Our Aims

1. Supporting adults and children with cochlear implants:

We promote access to CI with costs covered by national healthcare systems.
We demand that CI candidacy is based on the patient, not just on auditory thresholds.
The decision to implant must be based on full informed consent of parties involved.
Assistive hearing technologies made available as needed.
Products, environments, programmes and services must be accessible to all.
Stressing that cochlear implants are cost effective on any current cost benefit measure at any age, from babies to old age.
All professionals supporting CI-users need to have up-to-date knowledge.

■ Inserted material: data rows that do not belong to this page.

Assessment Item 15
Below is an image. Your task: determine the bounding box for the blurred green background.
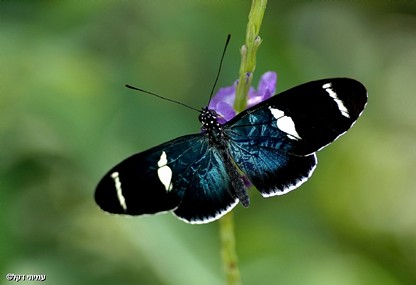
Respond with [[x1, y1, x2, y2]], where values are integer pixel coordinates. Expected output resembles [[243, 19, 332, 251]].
[[1, 1, 416, 284]]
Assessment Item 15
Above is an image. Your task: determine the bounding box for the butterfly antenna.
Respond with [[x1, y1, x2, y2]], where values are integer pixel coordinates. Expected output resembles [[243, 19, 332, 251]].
[[125, 84, 200, 112], [208, 34, 231, 105]]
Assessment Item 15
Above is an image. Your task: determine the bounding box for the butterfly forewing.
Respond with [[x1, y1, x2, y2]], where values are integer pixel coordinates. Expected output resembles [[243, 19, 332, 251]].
[[264, 78, 367, 155], [95, 134, 202, 216]]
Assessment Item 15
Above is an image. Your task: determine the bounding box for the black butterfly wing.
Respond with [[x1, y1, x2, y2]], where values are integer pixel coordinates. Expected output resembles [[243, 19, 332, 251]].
[[225, 106, 318, 197], [172, 146, 239, 224], [264, 78, 367, 155], [95, 134, 238, 223], [225, 78, 367, 196], [95, 134, 199, 215]]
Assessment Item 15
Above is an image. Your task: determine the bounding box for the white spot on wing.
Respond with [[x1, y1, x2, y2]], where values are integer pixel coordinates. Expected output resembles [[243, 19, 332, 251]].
[[269, 108, 284, 119], [157, 151, 173, 192], [323, 83, 350, 118], [269, 107, 301, 140], [111, 171, 127, 210]]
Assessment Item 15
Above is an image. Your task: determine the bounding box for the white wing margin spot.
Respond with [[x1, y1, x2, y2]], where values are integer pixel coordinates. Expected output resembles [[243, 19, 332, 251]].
[[111, 171, 127, 210], [323, 83, 350, 118]]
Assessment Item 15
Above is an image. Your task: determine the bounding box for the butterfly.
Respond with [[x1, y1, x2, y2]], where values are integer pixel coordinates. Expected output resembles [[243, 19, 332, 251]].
[[95, 77, 367, 224]]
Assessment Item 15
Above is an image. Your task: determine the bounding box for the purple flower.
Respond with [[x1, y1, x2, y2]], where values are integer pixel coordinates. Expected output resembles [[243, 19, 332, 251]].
[[209, 71, 277, 124]]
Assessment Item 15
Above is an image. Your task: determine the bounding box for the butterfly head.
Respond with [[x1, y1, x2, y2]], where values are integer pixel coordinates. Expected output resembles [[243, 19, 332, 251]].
[[199, 107, 224, 142]]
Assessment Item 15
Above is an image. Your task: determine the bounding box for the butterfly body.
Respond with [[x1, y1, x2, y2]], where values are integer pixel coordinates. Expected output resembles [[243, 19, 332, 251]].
[[199, 107, 250, 207], [95, 78, 367, 224]]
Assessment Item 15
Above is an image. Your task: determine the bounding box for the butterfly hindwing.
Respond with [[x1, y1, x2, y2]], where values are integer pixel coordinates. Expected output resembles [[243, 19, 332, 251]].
[[95, 134, 238, 223], [225, 103, 318, 196], [173, 146, 238, 224]]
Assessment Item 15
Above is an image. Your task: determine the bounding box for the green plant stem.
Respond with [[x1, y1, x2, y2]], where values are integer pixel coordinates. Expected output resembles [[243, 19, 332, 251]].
[[234, 0, 267, 112], [219, 1, 267, 285], [220, 212, 241, 285]]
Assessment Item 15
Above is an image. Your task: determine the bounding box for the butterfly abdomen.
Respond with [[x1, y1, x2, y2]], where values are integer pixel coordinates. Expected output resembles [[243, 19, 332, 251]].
[[220, 146, 250, 207]]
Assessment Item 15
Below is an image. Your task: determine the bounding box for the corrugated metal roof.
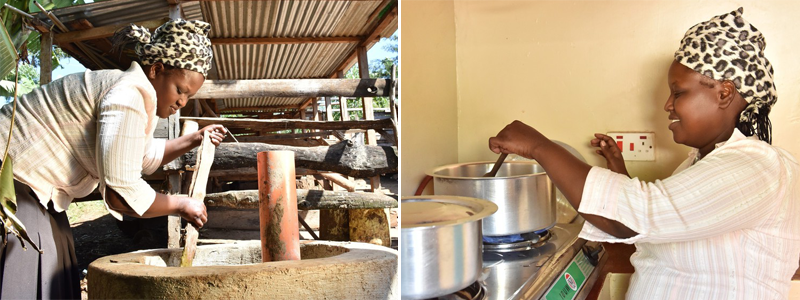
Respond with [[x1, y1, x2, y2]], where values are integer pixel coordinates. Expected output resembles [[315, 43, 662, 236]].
[[202, 0, 389, 109], [45, 0, 397, 114], [42, 0, 203, 26]]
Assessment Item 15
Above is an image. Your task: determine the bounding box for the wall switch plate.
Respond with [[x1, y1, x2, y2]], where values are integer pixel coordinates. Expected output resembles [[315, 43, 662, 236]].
[[606, 132, 655, 161]]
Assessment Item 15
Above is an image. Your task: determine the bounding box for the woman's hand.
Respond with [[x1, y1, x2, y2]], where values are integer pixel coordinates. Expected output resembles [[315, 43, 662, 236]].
[[197, 124, 227, 146], [488, 120, 548, 159], [177, 197, 208, 228], [591, 133, 629, 177]]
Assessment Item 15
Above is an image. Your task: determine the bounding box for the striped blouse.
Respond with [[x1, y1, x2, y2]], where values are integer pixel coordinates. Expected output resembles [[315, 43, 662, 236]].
[[579, 129, 800, 299], [0, 62, 165, 220]]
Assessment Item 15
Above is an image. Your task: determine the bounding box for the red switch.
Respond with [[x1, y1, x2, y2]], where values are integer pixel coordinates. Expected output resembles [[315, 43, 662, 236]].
[[630, 143, 634, 151], [617, 141, 623, 151]]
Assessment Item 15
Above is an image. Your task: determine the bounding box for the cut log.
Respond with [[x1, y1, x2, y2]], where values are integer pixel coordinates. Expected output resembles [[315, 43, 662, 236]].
[[203, 189, 398, 210], [183, 134, 397, 178]]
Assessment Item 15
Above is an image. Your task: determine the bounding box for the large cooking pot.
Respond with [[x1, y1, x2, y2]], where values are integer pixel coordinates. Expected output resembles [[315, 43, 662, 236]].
[[400, 196, 498, 299], [427, 161, 556, 236]]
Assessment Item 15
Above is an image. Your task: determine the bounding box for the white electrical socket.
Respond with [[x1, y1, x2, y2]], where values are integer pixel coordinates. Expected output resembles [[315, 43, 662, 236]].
[[606, 132, 655, 161]]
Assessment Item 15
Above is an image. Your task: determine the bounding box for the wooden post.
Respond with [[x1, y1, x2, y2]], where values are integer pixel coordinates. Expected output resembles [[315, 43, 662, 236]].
[[325, 97, 333, 122], [339, 97, 349, 122], [349, 47, 388, 247], [40, 31, 52, 85], [192, 99, 201, 117], [257, 151, 300, 262], [312, 98, 319, 122], [356, 46, 377, 145], [168, 1, 182, 20]]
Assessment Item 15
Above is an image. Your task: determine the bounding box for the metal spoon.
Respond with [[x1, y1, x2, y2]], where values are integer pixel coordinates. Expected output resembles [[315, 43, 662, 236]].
[[483, 153, 508, 177]]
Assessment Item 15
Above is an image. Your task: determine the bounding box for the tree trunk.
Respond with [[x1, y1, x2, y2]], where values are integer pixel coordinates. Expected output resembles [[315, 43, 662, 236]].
[[183, 135, 397, 178], [203, 189, 398, 210]]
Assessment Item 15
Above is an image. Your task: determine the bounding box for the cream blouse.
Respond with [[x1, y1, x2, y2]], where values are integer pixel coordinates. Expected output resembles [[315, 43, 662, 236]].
[[0, 62, 165, 220]]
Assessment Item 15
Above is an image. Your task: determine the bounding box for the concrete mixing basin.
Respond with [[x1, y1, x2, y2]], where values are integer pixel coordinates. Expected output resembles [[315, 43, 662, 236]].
[[88, 240, 398, 299]]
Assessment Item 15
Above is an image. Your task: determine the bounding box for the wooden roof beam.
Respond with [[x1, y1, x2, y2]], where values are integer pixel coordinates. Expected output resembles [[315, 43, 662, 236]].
[[53, 18, 170, 44]]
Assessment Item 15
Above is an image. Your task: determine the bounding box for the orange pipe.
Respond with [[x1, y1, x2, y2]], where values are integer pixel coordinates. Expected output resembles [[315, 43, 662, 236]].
[[257, 151, 300, 262]]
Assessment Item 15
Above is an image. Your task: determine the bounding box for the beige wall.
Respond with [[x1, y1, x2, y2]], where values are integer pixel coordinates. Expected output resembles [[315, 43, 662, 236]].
[[401, 0, 800, 192], [400, 0, 459, 196]]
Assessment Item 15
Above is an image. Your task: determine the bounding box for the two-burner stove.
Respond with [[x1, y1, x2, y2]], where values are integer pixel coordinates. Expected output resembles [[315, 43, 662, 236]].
[[431, 219, 606, 300]]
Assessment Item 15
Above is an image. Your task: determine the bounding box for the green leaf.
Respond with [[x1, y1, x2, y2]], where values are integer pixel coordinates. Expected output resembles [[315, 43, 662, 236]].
[[0, 156, 15, 210]]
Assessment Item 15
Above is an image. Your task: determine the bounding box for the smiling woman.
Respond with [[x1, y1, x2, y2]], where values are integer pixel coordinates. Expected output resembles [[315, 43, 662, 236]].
[[0, 18, 226, 299], [486, 7, 800, 299]]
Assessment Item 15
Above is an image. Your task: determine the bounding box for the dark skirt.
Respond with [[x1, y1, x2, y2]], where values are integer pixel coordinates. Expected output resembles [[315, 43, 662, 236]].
[[0, 180, 80, 299]]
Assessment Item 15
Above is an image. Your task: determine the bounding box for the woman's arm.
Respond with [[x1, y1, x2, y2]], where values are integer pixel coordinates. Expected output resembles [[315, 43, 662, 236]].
[[489, 121, 638, 238], [161, 124, 226, 165], [105, 187, 207, 228]]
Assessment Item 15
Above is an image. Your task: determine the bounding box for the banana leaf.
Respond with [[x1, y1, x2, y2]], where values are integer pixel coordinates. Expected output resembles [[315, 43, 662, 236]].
[[0, 18, 41, 253]]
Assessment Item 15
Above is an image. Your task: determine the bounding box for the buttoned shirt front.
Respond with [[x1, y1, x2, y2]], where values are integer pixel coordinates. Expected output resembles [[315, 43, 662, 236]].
[[579, 129, 800, 299]]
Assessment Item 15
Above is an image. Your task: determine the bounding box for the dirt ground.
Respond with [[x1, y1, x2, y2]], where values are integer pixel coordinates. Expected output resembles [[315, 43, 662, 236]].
[[68, 173, 398, 299]]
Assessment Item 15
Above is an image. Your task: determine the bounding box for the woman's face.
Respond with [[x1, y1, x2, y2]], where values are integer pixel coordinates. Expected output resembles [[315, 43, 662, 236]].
[[664, 60, 728, 153], [148, 64, 205, 118]]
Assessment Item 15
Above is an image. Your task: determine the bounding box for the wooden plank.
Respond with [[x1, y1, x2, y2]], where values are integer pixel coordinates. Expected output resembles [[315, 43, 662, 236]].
[[319, 173, 356, 192], [40, 31, 52, 85], [179, 131, 217, 267], [211, 36, 360, 45], [203, 189, 397, 210], [180, 117, 393, 131], [234, 131, 334, 142], [53, 18, 169, 44], [191, 78, 391, 99]]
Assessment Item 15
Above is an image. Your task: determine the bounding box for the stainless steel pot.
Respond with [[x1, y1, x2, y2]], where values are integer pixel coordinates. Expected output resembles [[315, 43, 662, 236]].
[[427, 161, 556, 236], [400, 196, 498, 299]]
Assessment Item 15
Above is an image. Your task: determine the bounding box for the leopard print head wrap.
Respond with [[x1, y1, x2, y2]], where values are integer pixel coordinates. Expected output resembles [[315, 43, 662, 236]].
[[674, 7, 775, 143], [112, 19, 213, 77]]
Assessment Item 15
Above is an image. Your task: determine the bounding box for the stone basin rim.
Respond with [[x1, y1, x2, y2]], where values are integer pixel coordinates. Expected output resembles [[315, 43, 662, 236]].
[[89, 240, 397, 277]]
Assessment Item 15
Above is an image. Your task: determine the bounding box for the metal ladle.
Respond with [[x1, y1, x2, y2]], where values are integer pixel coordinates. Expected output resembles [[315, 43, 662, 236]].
[[483, 153, 508, 177]]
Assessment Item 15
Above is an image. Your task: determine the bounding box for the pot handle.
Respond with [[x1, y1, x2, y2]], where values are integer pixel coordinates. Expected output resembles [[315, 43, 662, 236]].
[[414, 175, 433, 196]]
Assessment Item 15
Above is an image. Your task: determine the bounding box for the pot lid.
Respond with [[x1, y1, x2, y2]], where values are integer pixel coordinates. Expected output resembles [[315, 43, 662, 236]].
[[401, 196, 498, 229]]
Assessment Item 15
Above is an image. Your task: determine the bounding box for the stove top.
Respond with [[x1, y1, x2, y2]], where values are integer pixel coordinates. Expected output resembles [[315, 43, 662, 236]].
[[427, 281, 487, 300], [479, 220, 604, 300]]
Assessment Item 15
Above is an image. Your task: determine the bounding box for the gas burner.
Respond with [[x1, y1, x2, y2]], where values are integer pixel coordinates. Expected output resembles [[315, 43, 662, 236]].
[[426, 281, 486, 300], [483, 230, 552, 252]]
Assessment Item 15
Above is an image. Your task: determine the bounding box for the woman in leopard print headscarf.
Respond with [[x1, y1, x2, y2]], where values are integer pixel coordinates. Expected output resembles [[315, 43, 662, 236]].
[[488, 7, 799, 299], [0, 19, 227, 299], [674, 7, 776, 144]]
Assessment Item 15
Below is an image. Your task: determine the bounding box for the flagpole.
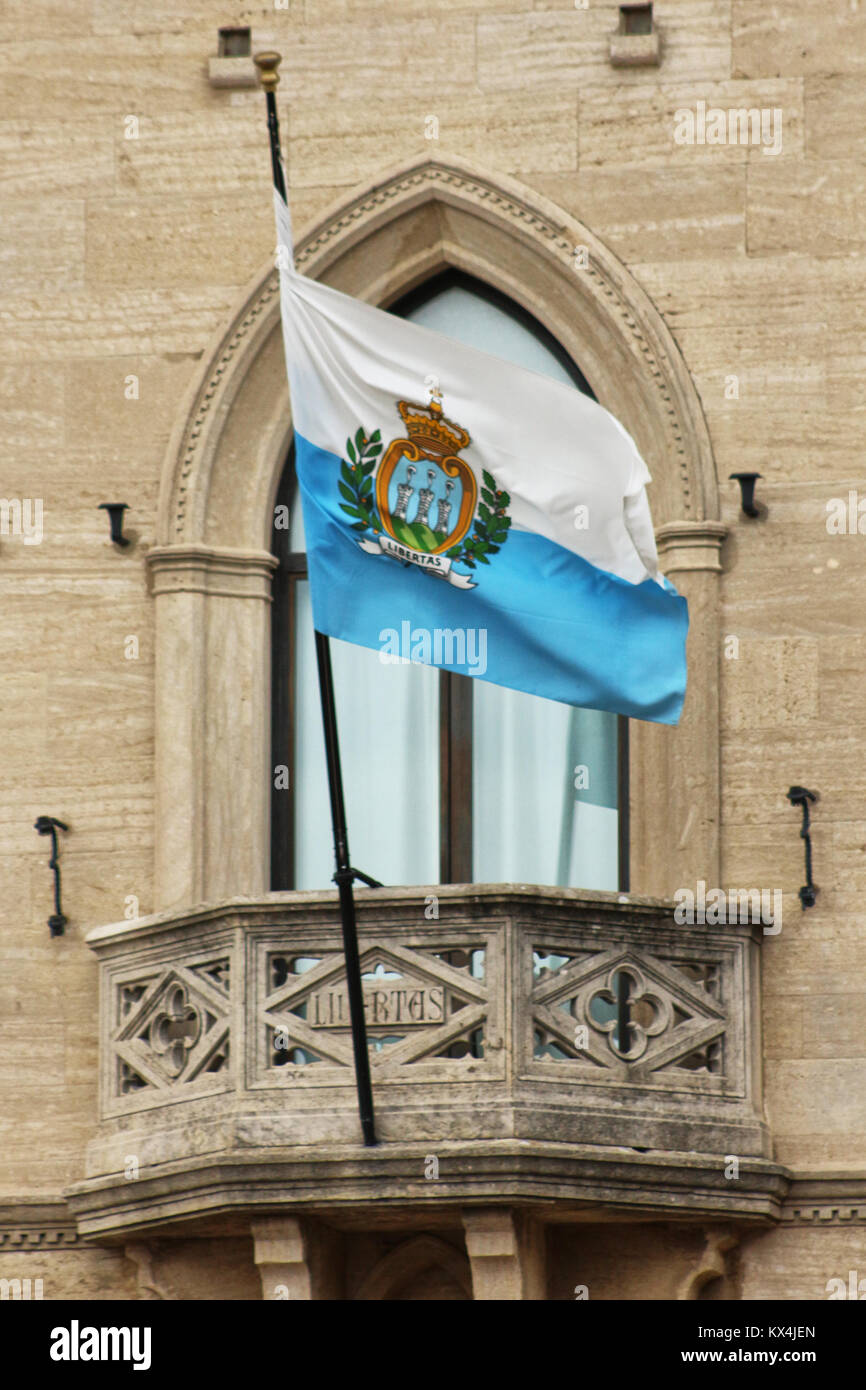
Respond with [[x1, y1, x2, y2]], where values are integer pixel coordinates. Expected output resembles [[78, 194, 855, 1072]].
[[254, 50, 378, 1147]]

2. Specifically for children:

Encourage early detection via screening and then early family-centred intervention. Identify CI candidates ideally before 9 months of age and no later than 18 months of age.
Support binaural hearing. Sequential bilateral implants should be 3 months to 1 year apart.
Ensuring the adequacy of educational programmes post-implant for optimal outcome.
30%-40% of CI users have additional needs, so support must be multidisciplinary.
Children with CI must have access to inclusive, high quality, free education.

3. Raising awareness:

We want to highlight the societal costs of untreated hearing loss.
We advocate for hearing screening for all new-borns and adults from around age 55.
Doctors and audiologists need better training about the potential benefits of CI to adults and older patients, as research confirms age-related hearing loss as a potential risk factor for cognitive decline, cognitive impairment, and dementia.
Increase awareness of best CI practice amongst patients, families, health professionals, educators, policy-makers, funders and the general public.
Encourage policy-makers and public health authorities to promote C.I.
Collaborate with other organizations to promote CI as the standard of care treatment within non-hearing loss disciplines.

4. Research:

Encourage and support research on all aspects of CI for children and adults.
We support an annual symposium or workshop to highlight research, clinical issues, rehabilitation, quality of life/cost effectiveness, health care policy, insurance issues, etc.

5. Accessibility:

Ensuring accessibility to information with support for oral communication in all areas of life, both public and private, including induction loops, speech-to-text interpretation, captioning, connectivity and improved environmental acoustics.